HAYDN L’anima del filosofo: Orpheus et Eurydice

Australian competition for Hogwood in Haydn’s Orpheus

Record and Artist Details

Composer or Director: Joseph Haydn

Genre:

Opera

Label: Pinchgut Opera

Media Format: CD or Download

Media Runtime: 119

Mastering:

Stereo
DDD

Catalogue Number: PG001

Tracks:

Composition Artist Credit
(L')Anima del filosofo, ossia Orfeo ed Euridice Joseph Haydn, Composer
Andrew McTaggart, Duncan, Baritone
Antony Walker, Conductor
Beth Mackay, Lady Macbeth, Soprano
Cantillation
Jamie Rock, Assistant, Baritone
Joseph Haydn, Composer
Lucinda Stuart-Grant, Lady Macbeth's friend, Mezzo soprano
Orchestra of the Antipodes
Rónan Busfield, Macbeth, Tenor
Composed for London’s King’s Theatre, Haydn’s Orpheus opera fell victim to aristocratic intrigue and power struggles, and lay unperformed until it was mounted as a vehicle for Maria Callas in Florence in 1951. Although The Philosopher’s Soul, as the opera was titled, contains some glorious music – by 1791 Haydn was virtually incapable of writing routinely – it is hamstrung by a libretto long on platitudinous moralising but hopelessly lacking in any sense of what makes an opera live as drama. Still, the work’s static, oratorio-like nature (for which the composer must take a share of the blame) poses far less of a problem on CD than in the theatre. In a sparse field, the front-runner has long been the 1996 Gramophone Award-winning Hogwood recording, with Cecilia Bartoli and Uwe Heilmann in the title-roles. While not necessarily eclipsing it, this new recording, taken from performances from the Sydney-based Pinchgut Opera, runs it close.

If the svelte period-instrument Orchestra of the Antipodes sometimes yields to the larger, studio-recorded Academy of Ancient Music in polish, Antony Walker imparts more theatrical urgency than Hogwood to numbers like Orfeo’s grieving outburst in Act 2. Vocally the prime attractions are Greek-Australian soprano Elena Xanthoudakis, like Bartoli doubling the roles of Euridice and the Sibyl, and baritone Derek Welton as her father – and the opera’s moraliser-in-chief – Creonte. Eschewing Bartoli’s extremes of expression, Xanthoudakis is a tender, limpid-voiced Euridice, lacking the ideal weight at the bottom of her range but profoundly touching in her death scene, sung with blanched, fragile tone. She is impressive, too, in the Sibyl’s brilliant aria di bravura, despatching the reams of coloratura without Bartoli’s machine-gun aggression. With his mellow baritone and graceful phrasing, Welton makes Creonte more sympathetic than the dark-toned Ildebrando d’Arcangelo for Hogwood, though he musters a fine, ringing sonority for his ‘vengeance’ aria that closes Act 2.
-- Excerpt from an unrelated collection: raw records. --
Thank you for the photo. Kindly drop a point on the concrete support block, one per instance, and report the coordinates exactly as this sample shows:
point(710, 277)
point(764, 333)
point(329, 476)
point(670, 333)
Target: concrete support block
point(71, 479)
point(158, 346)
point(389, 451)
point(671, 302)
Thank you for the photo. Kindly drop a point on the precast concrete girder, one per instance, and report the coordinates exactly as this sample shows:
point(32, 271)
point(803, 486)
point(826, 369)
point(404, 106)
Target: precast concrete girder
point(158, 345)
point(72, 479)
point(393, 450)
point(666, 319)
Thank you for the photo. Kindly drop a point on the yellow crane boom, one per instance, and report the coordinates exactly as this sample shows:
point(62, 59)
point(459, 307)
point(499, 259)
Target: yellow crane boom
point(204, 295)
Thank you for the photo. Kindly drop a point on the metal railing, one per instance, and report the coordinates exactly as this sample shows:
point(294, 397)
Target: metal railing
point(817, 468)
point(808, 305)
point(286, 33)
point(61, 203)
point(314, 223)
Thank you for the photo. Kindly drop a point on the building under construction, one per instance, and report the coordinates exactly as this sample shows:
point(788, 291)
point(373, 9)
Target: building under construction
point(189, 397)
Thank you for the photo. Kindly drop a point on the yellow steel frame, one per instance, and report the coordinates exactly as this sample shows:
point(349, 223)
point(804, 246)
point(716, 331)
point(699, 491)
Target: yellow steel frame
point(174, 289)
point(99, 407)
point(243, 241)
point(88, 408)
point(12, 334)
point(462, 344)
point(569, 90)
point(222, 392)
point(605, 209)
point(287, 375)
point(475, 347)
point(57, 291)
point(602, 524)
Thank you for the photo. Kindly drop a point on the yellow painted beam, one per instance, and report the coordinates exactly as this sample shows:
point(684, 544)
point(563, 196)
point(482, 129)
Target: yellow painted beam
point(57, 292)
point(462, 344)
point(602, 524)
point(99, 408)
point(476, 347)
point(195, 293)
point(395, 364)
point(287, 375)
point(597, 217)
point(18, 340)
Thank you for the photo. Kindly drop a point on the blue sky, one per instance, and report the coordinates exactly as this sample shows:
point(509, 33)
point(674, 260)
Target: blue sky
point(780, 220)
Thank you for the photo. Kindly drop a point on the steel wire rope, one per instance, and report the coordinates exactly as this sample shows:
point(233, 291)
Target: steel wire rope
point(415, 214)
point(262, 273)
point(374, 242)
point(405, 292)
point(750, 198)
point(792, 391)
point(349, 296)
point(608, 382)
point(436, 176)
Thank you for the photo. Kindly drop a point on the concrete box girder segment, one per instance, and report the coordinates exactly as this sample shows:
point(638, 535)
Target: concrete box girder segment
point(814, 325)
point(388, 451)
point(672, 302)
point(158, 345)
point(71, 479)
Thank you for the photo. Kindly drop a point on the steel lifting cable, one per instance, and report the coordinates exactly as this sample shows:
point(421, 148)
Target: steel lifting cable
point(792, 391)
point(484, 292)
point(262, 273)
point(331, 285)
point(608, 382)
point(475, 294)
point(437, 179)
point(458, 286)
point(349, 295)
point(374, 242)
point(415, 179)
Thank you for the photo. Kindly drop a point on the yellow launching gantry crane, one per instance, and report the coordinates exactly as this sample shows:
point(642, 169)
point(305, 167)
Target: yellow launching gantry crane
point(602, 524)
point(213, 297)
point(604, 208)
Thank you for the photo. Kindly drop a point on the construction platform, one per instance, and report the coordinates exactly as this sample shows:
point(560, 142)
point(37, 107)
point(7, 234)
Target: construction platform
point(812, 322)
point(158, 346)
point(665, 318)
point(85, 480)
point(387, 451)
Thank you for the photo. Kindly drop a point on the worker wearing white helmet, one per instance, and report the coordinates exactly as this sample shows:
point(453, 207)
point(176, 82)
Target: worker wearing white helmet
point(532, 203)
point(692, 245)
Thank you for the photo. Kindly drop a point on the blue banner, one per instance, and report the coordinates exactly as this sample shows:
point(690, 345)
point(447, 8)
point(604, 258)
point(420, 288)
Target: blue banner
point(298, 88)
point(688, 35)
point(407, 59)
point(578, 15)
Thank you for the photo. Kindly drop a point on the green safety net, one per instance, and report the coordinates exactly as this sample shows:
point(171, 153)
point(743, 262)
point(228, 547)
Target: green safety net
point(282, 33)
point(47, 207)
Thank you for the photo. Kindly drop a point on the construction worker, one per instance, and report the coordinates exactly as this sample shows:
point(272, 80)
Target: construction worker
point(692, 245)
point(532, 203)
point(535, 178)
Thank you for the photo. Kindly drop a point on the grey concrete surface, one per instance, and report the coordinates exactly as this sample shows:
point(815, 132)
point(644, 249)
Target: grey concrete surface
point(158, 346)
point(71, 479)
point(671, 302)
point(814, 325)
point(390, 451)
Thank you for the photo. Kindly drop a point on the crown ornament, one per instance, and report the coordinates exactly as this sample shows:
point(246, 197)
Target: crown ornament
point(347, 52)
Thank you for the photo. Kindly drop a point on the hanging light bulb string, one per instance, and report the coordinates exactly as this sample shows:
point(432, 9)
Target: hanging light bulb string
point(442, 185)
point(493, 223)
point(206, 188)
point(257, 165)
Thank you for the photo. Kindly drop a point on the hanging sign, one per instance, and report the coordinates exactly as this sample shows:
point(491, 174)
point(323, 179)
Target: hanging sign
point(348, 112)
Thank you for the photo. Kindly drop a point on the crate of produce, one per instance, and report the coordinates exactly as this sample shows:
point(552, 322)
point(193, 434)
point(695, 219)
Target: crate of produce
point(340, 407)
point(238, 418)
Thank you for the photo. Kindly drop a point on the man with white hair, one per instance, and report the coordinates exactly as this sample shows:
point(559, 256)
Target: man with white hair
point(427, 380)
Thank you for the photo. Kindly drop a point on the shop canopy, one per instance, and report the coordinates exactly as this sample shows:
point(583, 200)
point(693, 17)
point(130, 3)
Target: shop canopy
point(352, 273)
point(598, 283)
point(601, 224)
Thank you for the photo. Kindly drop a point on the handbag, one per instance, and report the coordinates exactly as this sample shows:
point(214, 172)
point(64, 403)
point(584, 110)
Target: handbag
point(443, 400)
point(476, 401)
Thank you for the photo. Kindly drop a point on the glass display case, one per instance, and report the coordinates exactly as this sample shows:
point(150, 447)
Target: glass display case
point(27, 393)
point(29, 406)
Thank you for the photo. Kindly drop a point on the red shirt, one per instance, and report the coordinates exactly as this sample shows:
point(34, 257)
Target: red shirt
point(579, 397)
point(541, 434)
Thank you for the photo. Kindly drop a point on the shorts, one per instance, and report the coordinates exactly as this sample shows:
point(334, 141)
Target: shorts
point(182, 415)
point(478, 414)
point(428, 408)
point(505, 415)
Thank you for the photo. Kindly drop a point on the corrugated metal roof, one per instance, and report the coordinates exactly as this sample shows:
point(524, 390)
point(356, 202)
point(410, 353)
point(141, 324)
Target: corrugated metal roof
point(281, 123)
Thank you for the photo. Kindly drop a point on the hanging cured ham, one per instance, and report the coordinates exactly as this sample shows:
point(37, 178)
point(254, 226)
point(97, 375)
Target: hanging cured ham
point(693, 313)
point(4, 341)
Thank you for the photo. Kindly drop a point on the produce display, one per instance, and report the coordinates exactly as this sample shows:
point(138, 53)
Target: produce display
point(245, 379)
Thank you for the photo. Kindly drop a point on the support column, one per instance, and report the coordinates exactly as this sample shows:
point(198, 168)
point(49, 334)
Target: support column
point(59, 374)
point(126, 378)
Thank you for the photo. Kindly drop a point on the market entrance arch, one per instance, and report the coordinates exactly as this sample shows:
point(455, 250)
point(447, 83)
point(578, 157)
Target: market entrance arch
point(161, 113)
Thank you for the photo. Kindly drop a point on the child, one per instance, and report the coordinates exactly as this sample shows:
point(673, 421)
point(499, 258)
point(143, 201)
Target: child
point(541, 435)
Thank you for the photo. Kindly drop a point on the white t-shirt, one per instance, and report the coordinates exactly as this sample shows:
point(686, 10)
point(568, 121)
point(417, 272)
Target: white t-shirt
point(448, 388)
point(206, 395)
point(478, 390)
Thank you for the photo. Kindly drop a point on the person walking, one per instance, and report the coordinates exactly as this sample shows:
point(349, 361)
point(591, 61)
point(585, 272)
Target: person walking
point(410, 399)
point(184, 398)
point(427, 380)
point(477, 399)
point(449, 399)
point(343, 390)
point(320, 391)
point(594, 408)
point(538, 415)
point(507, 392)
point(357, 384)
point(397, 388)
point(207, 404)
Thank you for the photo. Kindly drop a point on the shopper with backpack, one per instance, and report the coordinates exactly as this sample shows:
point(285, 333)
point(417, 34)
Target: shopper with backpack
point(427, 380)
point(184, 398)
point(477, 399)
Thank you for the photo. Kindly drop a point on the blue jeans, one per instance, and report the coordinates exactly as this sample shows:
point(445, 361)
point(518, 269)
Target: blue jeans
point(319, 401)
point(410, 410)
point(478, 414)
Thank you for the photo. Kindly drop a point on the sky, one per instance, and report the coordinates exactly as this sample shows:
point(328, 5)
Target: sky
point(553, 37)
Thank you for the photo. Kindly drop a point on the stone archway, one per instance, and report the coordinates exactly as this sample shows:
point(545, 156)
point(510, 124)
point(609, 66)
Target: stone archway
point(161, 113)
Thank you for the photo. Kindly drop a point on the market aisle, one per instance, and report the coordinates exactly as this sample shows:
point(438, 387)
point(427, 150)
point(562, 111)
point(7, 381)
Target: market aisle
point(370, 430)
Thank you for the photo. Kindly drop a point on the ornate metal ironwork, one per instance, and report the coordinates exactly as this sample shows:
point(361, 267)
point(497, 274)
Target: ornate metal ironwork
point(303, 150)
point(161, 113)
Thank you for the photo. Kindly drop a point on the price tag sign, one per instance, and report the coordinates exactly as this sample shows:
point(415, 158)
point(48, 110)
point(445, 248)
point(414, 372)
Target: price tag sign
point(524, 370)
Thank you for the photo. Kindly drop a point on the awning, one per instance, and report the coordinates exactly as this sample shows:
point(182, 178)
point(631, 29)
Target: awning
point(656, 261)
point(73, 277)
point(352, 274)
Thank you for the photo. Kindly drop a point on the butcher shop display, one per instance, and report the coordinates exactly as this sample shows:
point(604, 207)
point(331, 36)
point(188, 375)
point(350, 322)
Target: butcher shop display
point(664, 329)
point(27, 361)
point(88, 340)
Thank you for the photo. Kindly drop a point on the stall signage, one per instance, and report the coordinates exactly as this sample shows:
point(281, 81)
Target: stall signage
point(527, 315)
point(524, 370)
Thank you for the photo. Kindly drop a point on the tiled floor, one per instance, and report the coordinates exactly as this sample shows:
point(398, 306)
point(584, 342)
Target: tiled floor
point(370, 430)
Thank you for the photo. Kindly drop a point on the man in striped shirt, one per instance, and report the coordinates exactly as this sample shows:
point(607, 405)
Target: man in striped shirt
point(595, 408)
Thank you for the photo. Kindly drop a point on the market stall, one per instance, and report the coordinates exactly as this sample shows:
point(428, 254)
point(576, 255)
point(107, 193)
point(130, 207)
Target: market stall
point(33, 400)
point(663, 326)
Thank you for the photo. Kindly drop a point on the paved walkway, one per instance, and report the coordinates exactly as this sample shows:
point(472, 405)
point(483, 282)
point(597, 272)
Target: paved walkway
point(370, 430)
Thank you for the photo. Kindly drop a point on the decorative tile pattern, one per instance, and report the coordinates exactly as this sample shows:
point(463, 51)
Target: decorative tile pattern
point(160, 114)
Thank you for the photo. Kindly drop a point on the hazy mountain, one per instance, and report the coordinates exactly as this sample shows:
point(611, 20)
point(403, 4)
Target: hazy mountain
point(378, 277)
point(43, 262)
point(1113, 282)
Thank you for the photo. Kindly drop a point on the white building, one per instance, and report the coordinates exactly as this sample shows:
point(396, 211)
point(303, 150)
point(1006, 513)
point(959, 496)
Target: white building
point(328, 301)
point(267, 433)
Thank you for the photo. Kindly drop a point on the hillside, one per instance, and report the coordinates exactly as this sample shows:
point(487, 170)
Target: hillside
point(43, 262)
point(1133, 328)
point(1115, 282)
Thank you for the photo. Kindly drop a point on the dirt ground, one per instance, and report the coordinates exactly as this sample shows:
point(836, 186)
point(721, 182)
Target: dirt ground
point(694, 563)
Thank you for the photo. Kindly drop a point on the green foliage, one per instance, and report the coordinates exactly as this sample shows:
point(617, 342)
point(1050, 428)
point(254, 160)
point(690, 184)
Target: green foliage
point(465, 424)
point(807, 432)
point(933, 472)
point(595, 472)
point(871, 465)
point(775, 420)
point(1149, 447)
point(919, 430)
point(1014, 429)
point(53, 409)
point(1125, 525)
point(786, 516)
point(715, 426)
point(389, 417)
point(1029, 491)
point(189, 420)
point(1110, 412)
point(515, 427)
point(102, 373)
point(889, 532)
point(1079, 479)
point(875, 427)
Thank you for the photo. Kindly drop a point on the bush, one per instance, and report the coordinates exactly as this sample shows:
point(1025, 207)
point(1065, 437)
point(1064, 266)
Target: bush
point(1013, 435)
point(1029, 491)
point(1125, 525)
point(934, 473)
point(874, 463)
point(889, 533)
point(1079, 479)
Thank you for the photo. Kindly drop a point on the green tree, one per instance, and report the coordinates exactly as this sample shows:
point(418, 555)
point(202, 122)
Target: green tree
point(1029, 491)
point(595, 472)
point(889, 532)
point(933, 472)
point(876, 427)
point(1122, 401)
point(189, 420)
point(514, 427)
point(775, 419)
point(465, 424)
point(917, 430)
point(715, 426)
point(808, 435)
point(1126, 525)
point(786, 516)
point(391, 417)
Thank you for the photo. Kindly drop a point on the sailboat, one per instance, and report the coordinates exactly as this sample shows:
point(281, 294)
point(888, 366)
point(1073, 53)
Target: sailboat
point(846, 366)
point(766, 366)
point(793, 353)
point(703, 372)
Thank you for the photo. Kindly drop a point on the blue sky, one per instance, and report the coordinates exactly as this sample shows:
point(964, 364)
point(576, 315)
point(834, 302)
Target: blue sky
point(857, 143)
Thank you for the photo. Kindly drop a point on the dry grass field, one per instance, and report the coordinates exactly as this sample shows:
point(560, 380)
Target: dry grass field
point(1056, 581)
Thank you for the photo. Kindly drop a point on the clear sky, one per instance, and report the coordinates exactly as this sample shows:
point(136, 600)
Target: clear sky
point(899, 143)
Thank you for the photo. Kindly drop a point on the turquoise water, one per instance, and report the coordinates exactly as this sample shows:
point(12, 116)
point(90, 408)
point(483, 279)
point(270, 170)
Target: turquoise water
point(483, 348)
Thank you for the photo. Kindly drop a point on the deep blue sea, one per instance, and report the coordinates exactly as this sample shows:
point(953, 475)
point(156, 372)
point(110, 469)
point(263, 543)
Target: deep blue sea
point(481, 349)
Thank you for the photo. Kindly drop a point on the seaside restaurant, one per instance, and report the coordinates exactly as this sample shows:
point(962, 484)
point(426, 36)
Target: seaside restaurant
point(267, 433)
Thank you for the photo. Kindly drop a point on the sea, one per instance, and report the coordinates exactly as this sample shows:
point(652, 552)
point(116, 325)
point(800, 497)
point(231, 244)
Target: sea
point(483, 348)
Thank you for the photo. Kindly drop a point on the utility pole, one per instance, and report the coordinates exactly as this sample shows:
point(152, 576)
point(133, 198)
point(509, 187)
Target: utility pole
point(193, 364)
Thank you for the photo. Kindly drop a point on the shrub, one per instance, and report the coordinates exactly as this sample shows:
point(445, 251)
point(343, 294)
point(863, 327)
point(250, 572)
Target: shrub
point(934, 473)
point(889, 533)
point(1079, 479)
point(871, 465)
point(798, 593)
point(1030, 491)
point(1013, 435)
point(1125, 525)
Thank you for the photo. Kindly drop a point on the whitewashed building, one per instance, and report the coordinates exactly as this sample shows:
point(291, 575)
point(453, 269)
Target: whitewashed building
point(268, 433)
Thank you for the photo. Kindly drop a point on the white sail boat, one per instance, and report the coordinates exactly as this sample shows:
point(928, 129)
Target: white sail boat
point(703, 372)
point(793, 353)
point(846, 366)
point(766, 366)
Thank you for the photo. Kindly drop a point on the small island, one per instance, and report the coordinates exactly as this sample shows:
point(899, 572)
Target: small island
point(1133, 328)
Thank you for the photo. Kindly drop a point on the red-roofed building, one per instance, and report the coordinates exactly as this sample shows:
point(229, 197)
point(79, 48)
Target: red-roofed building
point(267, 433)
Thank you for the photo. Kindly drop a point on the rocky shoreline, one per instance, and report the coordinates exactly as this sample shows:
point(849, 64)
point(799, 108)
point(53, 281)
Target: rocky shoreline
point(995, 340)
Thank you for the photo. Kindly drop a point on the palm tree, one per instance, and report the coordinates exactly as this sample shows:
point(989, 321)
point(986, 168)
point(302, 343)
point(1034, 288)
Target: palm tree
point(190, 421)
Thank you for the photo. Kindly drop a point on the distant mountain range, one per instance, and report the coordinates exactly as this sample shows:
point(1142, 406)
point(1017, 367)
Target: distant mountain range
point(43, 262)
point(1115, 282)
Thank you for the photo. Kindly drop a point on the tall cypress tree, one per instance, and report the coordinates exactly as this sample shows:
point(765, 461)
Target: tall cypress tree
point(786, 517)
More than Uwe Heilmann for Hogwood, Andrew Goodwin is stretched by the unusually low tessitura of Orfeo’s role. Once or twice – as at the opening of the love duet – he transposes a phrase up an octave. But his tone has an attractive plangency and he shows evident involvement in his three big arias. He and Xanthoudakis sound properly joyful in the love duet. In their assorted roles the chorus sing with firm, youthful tone and plenty of spirit (the Bacchae audibly morphing from dulcet temptresses into bloodthirsty harridans), though the orchestral introductions to the baleful Furies Chorus and the final storm are overladen with infernal shrieks and screeches. As usual with live performances, you’ll also have to put up with a fair amount of crashing and clattering, though the vocal-orchestral balance is generally well managed. If my vote would still go, just, to Hogwood in Haydn’s flawed but intermittently inspired London opera, I’m glad to have heard this new recording, for Xanthoudakis and Welton, and for the mingled style and dramatic energy of Walker’s direction.